Documentation for using Abisko cluster for the SNIC 2018/3-38 computing project

Introduction

NB! New project from Feb 1, 2019 - see SNIC 2019/3-68 for up-to-date info

This page contains instructions for how to use the computing resources granted via the SNIC 2018/3-38 project "Particle Physics at the High Energy Frontier". The project grants 100k CPUh/month for the KTH, Lund, Stockholm and Uppsala ATLAS groups, and the Lund ALICE group. This page contains the ATLAS-specific documentation for how to use these resources at the Abisko cluster which is part of HPC2N.

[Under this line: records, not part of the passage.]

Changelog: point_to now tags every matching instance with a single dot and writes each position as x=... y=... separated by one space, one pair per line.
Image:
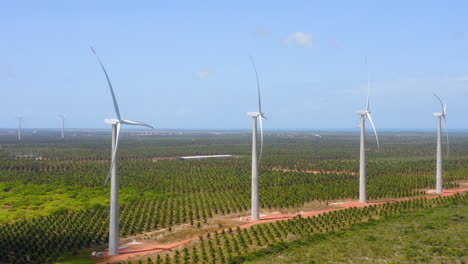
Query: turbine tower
x=62 y=117
x=113 y=172
x=365 y=114
x=20 y=121
x=439 y=173
x=256 y=156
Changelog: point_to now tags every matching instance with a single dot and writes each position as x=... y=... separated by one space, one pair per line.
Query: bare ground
x=184 y=235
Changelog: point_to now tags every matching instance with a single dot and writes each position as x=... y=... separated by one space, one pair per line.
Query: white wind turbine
x=20 y=121
x=255 y=158
x=62 y=117
x=439 y=174
x=362 y=161
x=113 y=172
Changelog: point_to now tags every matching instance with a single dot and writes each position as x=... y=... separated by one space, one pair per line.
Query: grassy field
x=437 y=235
x=61 y=194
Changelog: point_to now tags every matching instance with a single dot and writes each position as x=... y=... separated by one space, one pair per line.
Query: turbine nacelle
x=254 y=114
x=111 y=121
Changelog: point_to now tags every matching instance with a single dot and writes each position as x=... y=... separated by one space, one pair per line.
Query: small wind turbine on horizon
x=256 y=159
x=439 y=166
x=62 y=117
x=113 y=172
x=20 y=121
x=365 y=114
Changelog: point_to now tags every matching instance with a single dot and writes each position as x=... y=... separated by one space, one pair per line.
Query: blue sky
x=185 y=64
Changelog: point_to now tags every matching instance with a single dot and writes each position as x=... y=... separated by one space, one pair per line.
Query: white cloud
x=261 y=32
x=462 y=78
x=203 y=74
x=300 y=38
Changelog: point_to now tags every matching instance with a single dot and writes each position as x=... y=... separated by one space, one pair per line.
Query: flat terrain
x=54 y=206
x=433 y=236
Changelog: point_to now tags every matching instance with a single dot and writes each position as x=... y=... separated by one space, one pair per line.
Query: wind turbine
x=20 y=121
x=63 y=125
x=365 y=114
x=113 y=172
x=256 y=159
x=439 y=174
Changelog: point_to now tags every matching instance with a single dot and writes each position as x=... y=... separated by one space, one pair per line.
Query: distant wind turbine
x=256 y=159
x=20 y=121
x=113 y=172
x=439 y=173
x=62 y=117
x=362 y=162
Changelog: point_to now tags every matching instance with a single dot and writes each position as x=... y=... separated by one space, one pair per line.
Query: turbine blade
x=441 y=103
x=261 y=139
x=258 y=86
x=446 y=132
x=116 y=148
x=135 y=123
x=375 y=131
x=368 y=85
x=116 y=106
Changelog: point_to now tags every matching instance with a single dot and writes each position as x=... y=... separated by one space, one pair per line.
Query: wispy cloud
x=261 y=32
x=462 y=78
x=300 y=38
x=203 y=74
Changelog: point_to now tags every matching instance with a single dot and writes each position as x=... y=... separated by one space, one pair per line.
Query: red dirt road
x=148 y=248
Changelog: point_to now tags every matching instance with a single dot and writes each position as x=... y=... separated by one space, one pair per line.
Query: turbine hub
x=111 y=121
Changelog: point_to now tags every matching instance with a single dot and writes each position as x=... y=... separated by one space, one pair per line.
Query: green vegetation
x=430 y=236
x=56 y=205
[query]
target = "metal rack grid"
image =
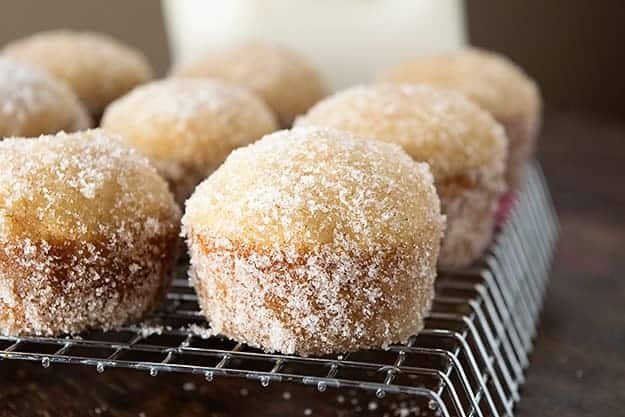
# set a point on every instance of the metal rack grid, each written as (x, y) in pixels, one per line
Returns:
(468, 361)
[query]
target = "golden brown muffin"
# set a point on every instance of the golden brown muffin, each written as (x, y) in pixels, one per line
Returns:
(88, 234)
(463, 144)
(314, 241)
(32, 103)
(188, 127)
(97, 67)
(493, 82)
(284, 80)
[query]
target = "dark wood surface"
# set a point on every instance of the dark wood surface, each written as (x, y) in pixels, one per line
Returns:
(577, 368)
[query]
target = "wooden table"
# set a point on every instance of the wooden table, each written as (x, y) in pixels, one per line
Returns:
(577, 368)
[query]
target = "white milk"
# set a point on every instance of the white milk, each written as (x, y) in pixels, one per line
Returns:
(349, 41)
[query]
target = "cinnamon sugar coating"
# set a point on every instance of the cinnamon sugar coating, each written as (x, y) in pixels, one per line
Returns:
(187, 127)
(464, 146)
(283, 79)
(493, 82)
(88, 234)
(32, 103)
(95, 66)
(313, 241)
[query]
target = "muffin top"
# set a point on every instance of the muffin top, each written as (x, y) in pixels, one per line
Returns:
(81, 187)
(489, 79)
(284, 80)
(436, 126)
(193, 121)
(307, 187)
(97, 67)
(33, 103)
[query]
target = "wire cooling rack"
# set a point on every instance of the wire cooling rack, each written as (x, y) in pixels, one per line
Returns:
(468, 361)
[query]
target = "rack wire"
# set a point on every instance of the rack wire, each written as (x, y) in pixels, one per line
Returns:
(468, 361)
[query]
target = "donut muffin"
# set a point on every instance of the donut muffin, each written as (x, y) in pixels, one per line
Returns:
(312, 241)
(97, 67)
(284, 80)
(493, 82)
(88, 234)
(32, 103)
(188, 127)
(465, 147)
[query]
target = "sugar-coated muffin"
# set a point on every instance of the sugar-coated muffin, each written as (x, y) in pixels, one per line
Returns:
(88, 234)
(313, 241)
(32, 103)
(493, 82)
(283, 79)
(97, 67)
(464, 145)
(187, 127)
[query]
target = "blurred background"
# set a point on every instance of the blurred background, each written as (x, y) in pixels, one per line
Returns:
(574, 49)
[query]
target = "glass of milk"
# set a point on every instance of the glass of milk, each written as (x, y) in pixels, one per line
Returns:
(348, 41)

Collecting this documentation is work in progress and contributions are most welcome, in particular after galning experience with the job submission tools, etc. please feel free to use the egroup mentioned below for discussions.

Getting started

This section explains what you need to do to get set up with an account at HPC2N, to check your affiliation with the project, and set up your environment. The two expandable subsections show instructions specific to ATLAS and ALICE users.

        t-an01:~ > projinfo
        Project info for all projects for user: cohm
        Information for project SNIC2018-3-38:
            Christian Ohm: Particle Physics at the High Energy Frontier
            Active from 20180130 to 20190201
            SUPR: https://supr.snic.se/project/SNIC2018-3-38
        Allocations:
            abisko:         100000 CPUhours/month
        Usage on abisko:
            N/A

  • Add the following to your login script (e.g. .bashrc) to automatically have setupATLAS available when you log in:
        # ATLASLocalRootBase
        export ATLAS_LOCAL_ROOT_BASE=/cvmfs/atlas.cern.ch/repo/ATLASLocalRootBase
        alias setupATLAS='. ${ATLAS_LOCAL_ROOT_BASE}/user/atlasLocalSetup.sh'

  • TODO:
        ALICE commands

After you log out and back in, you should be set up to use the resources and experiment-specific tools.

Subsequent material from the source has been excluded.